Wednesday, July 10, 2013

Don't call me Caucasian

New York times contributor Shaila Dewan states her case that the term Caucasian is obsolete and has no place in American racial discussion.

Whatever the merits or flows of the term "Caucasian", Dewan offers no alternative term. In the age of diversity and sensitivity in reporting, "white" seems out of step. Reporters increasingly substitute African-American for Black, regardless of the actual preference of the person being interviewed. And it would be suicidal for any reporter to label Asian-Americans as "yellow" or Native Americans as "red". Why has "white" survived?

European-American is a consistent term with African-American and Asian-American, as it speaks to geographical origin versus color. However white Americans identify strongest with the country of their descent, (i.e. Italy, Ireland) versus the entire continent. That is why we have Italian-American social clubs, and why Irish-Americans come out to celebrate Saint Patrick's day. But you won't see any European-American parades. 

While Dewan actually articulates that relationship in her piece, the ties to nationality are clearly lost on her. In describing her mixed race heritage to neighbors, for blacks it was enough to simply describe the skin color of her white ancestors. Meanwhile whites actually press her for more information. Where are they from originally? The white neighbors weren't satisfied until they actually heard the name of a country.
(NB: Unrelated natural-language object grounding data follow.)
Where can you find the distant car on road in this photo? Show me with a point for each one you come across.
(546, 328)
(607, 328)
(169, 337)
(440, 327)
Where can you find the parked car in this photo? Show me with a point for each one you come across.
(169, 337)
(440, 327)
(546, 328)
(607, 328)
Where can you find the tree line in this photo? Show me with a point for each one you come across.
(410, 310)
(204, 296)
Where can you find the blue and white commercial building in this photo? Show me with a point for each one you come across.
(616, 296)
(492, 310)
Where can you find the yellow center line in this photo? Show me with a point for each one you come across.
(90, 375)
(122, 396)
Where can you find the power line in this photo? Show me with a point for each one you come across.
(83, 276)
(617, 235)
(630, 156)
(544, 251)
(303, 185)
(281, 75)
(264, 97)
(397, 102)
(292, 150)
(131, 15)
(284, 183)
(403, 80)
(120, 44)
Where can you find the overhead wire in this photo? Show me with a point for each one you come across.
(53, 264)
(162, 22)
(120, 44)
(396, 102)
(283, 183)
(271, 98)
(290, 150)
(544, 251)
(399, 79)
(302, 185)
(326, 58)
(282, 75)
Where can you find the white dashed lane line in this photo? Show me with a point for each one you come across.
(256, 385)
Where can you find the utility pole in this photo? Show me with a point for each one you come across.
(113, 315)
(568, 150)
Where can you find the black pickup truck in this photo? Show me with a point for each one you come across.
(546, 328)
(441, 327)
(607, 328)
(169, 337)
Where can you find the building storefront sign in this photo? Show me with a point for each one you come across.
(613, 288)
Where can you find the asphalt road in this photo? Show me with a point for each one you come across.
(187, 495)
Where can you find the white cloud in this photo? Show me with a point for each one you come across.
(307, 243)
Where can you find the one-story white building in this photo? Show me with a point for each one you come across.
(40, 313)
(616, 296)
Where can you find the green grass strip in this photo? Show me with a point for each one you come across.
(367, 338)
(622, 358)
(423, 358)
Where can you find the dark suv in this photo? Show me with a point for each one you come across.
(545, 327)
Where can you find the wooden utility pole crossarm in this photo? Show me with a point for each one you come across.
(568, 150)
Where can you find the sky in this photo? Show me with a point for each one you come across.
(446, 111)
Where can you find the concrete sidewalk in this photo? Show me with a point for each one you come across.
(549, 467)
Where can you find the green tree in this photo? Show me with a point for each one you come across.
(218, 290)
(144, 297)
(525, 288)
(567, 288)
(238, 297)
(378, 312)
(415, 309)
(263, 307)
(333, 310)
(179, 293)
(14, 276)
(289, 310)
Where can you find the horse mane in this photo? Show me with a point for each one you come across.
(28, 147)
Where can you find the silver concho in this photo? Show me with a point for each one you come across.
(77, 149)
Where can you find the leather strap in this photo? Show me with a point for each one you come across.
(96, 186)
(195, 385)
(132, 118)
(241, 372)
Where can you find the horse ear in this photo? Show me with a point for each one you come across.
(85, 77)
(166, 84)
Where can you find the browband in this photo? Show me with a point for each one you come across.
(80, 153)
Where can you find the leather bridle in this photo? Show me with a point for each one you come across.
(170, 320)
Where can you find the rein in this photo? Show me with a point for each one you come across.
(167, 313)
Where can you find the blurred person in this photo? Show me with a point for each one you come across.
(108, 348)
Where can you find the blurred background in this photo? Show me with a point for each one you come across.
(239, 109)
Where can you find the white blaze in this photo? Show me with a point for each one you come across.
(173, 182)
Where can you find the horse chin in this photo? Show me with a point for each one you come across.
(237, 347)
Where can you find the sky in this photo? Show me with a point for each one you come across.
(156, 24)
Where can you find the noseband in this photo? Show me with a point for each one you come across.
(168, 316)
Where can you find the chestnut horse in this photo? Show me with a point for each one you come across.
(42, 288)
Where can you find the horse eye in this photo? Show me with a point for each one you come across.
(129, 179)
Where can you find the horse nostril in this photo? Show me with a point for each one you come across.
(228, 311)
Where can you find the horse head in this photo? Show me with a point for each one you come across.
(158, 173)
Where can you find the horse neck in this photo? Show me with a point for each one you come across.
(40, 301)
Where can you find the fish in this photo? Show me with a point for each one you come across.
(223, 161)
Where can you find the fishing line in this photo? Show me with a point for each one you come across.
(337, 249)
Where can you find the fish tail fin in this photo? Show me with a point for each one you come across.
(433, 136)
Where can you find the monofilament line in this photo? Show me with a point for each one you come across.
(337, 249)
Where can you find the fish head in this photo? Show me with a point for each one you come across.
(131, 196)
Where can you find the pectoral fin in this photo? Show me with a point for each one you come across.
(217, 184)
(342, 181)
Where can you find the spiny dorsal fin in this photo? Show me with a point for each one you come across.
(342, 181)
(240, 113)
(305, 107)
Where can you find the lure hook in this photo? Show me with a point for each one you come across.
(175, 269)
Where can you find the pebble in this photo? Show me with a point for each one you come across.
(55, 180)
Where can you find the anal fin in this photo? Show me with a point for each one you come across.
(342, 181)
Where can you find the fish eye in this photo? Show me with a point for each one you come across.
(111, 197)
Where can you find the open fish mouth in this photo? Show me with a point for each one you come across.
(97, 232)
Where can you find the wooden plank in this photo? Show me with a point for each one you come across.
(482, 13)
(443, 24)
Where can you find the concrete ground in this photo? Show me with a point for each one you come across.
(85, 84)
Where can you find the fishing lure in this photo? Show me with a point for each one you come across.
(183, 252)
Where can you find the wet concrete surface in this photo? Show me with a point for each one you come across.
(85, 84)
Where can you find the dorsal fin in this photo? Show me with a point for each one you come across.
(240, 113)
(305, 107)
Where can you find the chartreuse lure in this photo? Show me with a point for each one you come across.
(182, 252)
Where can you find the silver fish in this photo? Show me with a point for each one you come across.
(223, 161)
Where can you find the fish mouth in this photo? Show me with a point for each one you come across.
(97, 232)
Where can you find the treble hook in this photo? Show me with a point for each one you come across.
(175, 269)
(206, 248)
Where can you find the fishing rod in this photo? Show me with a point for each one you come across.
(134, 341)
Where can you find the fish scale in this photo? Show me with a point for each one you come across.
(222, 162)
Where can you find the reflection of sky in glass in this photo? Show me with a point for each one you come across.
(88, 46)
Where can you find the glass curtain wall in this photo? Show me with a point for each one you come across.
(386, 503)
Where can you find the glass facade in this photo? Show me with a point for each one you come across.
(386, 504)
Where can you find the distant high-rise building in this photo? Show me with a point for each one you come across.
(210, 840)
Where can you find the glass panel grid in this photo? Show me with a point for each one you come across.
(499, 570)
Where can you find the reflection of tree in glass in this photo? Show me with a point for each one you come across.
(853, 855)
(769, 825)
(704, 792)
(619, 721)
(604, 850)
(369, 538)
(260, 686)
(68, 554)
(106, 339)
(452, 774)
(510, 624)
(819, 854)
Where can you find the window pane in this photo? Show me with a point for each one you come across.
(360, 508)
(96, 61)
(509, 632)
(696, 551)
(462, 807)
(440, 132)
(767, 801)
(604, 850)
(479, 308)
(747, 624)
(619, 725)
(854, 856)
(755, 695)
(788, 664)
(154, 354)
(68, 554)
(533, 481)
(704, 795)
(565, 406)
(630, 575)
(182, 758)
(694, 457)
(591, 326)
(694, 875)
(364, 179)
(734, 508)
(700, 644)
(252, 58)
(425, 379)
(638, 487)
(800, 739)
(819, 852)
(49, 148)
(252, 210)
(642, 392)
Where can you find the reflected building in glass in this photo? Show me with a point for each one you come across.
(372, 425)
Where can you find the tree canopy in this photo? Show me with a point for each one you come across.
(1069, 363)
It's important to point out this is how the United States Census Bureau regards "whiteness". The decennial survey asks detailed information from it's Hispanics and Asians respondents, but not for whites. Your family could be recent immigrants from Albania. Your grandparents could be Jewish Holocaust survivors. Or maybe your ancestors arrived on the Mayflower. No matter to the Census Bureau: you are white, you're all the same, we don't care for any details!